Hello, I am trying to create the proper format of genotype data for use in the R package con ancestry to determine a relatedness matrix. I cannot get the format correct. I have a vcf file and have extracted genotypes and tried to reformat into the programs requirements. Any help would be greatly appreciated!
Thanks in advance. Karen
Here is my code thus far:
captiveRSvcf_file <- "vcf.vcf"
vcf_data <- read.vcfR(captiveRSvcf_file)
genotype_matrix <- extract.gt(vcf_data)
genotype_matrix.t <- t(genotype_matrix)
I am not sure how to separate the genotypes in each column for each locus for the appropriate format. Her are the requirements for Coancestry...
The file containing the genotype data to be analyzed.
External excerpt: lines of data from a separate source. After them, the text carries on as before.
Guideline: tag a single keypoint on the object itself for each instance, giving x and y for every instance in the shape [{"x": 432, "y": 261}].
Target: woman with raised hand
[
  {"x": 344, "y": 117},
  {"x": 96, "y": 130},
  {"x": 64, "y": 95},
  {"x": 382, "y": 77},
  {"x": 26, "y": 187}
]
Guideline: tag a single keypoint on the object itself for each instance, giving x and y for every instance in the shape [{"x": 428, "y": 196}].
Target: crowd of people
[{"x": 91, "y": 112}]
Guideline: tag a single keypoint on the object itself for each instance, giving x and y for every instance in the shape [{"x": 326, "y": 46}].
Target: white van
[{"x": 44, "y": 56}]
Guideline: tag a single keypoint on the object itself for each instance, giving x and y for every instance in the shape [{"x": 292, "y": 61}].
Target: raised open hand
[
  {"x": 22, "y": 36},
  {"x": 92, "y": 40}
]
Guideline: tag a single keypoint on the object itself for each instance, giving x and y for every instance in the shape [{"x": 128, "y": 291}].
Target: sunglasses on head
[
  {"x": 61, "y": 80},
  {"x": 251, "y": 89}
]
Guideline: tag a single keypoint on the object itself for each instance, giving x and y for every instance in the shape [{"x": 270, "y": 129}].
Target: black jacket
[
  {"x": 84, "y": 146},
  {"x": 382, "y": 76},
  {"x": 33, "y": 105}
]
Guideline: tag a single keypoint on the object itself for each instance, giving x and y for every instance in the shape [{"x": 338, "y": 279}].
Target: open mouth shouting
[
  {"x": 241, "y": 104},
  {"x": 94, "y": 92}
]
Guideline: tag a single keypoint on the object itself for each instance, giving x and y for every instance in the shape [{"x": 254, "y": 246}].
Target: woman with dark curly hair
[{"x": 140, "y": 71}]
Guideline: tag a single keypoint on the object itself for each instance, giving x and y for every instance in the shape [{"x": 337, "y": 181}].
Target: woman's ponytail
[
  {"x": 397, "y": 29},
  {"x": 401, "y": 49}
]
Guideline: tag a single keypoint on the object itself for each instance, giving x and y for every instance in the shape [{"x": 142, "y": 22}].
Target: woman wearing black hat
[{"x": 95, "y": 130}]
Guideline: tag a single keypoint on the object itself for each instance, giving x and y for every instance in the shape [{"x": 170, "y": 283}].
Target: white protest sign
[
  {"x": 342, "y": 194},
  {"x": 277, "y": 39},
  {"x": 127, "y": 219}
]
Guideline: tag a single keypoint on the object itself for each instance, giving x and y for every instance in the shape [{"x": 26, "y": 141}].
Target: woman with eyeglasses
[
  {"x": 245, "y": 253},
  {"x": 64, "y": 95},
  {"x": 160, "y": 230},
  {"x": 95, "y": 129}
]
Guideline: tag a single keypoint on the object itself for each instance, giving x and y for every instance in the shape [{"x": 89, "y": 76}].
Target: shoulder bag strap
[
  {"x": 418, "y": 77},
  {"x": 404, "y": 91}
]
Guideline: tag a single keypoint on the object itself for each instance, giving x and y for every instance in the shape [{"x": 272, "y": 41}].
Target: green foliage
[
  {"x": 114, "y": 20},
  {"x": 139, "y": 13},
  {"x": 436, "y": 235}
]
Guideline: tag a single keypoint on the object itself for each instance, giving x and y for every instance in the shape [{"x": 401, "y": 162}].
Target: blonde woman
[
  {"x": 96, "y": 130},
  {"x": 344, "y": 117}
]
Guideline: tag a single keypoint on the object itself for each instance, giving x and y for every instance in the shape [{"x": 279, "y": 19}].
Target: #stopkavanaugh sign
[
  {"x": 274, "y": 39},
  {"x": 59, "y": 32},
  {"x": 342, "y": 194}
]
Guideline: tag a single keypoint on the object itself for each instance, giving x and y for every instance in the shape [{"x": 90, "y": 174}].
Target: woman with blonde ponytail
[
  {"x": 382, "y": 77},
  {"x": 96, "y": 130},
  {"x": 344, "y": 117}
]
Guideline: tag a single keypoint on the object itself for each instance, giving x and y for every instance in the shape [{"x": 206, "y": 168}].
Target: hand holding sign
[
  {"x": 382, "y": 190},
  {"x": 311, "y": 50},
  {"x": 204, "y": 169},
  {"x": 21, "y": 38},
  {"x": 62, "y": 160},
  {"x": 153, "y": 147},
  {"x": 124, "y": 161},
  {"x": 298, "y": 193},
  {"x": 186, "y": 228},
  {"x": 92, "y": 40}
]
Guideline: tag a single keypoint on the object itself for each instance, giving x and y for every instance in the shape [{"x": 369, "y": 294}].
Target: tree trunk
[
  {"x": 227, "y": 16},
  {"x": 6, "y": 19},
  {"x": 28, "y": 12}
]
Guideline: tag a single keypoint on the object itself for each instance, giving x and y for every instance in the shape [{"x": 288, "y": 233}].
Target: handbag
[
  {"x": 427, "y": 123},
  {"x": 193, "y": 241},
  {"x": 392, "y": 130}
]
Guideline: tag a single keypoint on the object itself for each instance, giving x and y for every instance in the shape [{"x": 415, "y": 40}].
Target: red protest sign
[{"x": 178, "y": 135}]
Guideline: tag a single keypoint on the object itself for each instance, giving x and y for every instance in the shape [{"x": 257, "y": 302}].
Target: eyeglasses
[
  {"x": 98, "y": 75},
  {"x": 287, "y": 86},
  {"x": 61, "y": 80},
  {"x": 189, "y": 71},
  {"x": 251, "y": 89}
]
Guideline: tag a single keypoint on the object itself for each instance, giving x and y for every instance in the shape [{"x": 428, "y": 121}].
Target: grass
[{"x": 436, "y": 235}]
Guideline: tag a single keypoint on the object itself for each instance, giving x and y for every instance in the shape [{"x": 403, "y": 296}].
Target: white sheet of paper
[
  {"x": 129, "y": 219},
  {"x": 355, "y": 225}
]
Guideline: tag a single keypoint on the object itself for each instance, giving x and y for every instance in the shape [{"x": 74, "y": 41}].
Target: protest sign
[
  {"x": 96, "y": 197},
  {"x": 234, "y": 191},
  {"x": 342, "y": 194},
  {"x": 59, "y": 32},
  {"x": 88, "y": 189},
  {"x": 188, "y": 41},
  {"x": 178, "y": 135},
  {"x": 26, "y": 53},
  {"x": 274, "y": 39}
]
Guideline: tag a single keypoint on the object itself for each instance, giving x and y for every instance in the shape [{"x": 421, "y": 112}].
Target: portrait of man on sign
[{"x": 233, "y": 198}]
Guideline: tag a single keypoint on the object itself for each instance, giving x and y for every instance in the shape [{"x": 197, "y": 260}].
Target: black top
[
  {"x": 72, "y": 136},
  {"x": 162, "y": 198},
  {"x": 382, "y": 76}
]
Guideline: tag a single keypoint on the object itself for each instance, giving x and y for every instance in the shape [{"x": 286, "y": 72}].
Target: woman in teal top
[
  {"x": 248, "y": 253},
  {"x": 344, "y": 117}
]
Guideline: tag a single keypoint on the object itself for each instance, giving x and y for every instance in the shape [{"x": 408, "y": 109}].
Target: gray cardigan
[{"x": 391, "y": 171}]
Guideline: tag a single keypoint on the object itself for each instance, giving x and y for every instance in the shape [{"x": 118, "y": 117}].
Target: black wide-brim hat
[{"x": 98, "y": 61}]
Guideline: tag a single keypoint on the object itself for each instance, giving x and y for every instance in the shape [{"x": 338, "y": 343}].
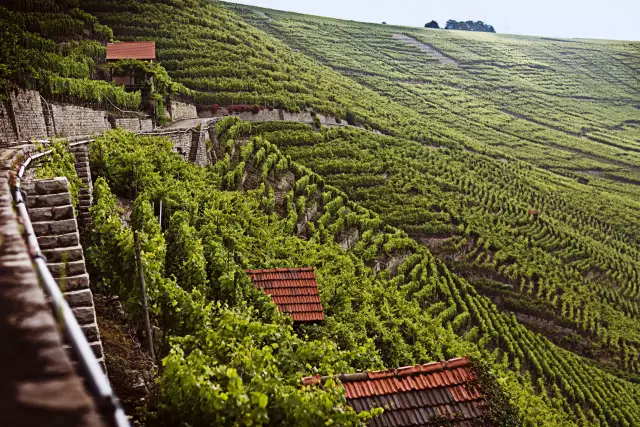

The file will need to be in R's working directory, and have the following characteristics: (1) It should be a text file (not and Excel file); (2) It should be space- or tab-delimited; (3) Missing data must be represented as zeros (0); and (4) There should not be a header row containing column names. Column 1 should contain individual identifiers, columns 2 and 3 should contain alleles 1 and 2 for locus 1, columns 4 & 5 should contain alleles 1 and 2 for locus 2, and so on. Thus, the total number of columns should be 2 x the number of loci + 1.